Working with three different teams on the same project can be challenging at times. Despite all teams having different experimentation backgrounds, we had to align all three groups to ensure everything flows with no distinct lines.
Fortunately, the Home Gallery Stores’ website had no usability issues. But that didn’t make the task at hand easier. We had to think about persuasion and ways to differentiate a brand that was, somehow, drowning in a sea of sameness in the retail world.
When we started working with Home Gallery Stores, people were not yet used to the idea of buying furniture online. So, convincing them to purchase high-value items (which is above $2000) was always going to be an uphill task.
We deployed a team consisting of a strategist lead, Senior CRO Specialist, Senior UX Designer, senior front-end developer, and an Analytics Specialist.
Although we employed our SHIP optimization process on this particular project, we didn’t do the JTBD interviews. Instead, our team used a combination of user research, expert review, usability tests, and data analysis.
Within the first month of intense research and analysis, the team had created a humongous list of conversion bottlenecks and persuasion opportunities on the Home Gallery Stores website.
The team ranked the issues using our prioritization framework to determine which topics will most impact the bottom line while requiring the least effort.
One of the first tests we launched was to stop the bleeding on product pages.

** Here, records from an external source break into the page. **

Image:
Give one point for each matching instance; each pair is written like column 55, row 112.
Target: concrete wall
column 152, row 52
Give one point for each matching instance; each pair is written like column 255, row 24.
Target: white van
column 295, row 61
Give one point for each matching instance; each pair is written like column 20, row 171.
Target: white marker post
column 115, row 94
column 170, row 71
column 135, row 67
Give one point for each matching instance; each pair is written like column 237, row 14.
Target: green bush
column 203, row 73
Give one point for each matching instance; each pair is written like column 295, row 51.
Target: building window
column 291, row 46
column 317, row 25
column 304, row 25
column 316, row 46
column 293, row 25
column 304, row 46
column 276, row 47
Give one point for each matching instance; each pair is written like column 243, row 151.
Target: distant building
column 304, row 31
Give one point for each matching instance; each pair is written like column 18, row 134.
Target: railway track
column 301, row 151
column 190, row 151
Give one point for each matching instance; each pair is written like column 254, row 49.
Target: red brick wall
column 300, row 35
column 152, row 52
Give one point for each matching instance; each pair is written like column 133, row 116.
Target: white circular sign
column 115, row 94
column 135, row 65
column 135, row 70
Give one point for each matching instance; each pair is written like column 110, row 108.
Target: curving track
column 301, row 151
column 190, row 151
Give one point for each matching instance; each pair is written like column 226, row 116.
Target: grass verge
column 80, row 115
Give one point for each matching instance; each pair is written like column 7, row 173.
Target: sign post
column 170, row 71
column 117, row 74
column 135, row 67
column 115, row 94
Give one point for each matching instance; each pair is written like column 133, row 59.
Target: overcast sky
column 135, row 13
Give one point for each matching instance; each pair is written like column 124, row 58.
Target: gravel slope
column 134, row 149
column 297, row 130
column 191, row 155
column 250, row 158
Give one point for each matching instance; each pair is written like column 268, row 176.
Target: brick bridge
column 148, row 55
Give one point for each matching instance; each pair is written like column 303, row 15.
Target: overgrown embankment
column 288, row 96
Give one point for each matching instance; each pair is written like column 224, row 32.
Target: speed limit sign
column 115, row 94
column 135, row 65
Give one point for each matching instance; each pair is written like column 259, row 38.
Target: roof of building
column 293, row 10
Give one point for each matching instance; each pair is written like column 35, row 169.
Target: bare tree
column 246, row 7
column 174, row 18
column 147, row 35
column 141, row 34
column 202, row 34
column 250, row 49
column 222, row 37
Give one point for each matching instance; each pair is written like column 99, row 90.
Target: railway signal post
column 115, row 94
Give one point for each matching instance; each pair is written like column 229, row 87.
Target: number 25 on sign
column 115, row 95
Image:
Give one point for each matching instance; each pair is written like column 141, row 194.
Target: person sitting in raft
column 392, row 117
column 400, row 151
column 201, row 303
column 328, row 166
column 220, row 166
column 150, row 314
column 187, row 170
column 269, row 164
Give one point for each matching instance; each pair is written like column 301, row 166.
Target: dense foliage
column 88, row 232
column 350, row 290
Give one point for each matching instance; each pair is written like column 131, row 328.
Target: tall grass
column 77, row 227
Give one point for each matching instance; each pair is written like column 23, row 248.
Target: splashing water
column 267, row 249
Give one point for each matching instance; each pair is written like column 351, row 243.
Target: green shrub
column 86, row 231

We discovered that the product page designs were not intuitive, causing the funnel to leak more revenue.
The team resolved this by creating a new compelling product page design and tested it against the original version. This was an early quick win that produced an uplift in the overall conversion rate of the site.
We continued testing, employing different persuasion and psychological techniques on various features and pages every month to figure out an optimization treatment that would work best for the site.
Our team conducted weekly status meetings to keep the Impact Home Gallery Stores team updated about the status of the different experiments, discuss new testing plans, and receive feedback on the current work.
Our CRO team had wanted to give shoppers the smoothest journey to checkout and this meant redesigning the product pages.
This conversion opportunity was identified after conducting an expert review on the site – and it helped increase conversion rate, from product pages to order confirmation page, by almost 300%.
The site’s monthly revenue grew from $500k to 1.5 million in 14 months.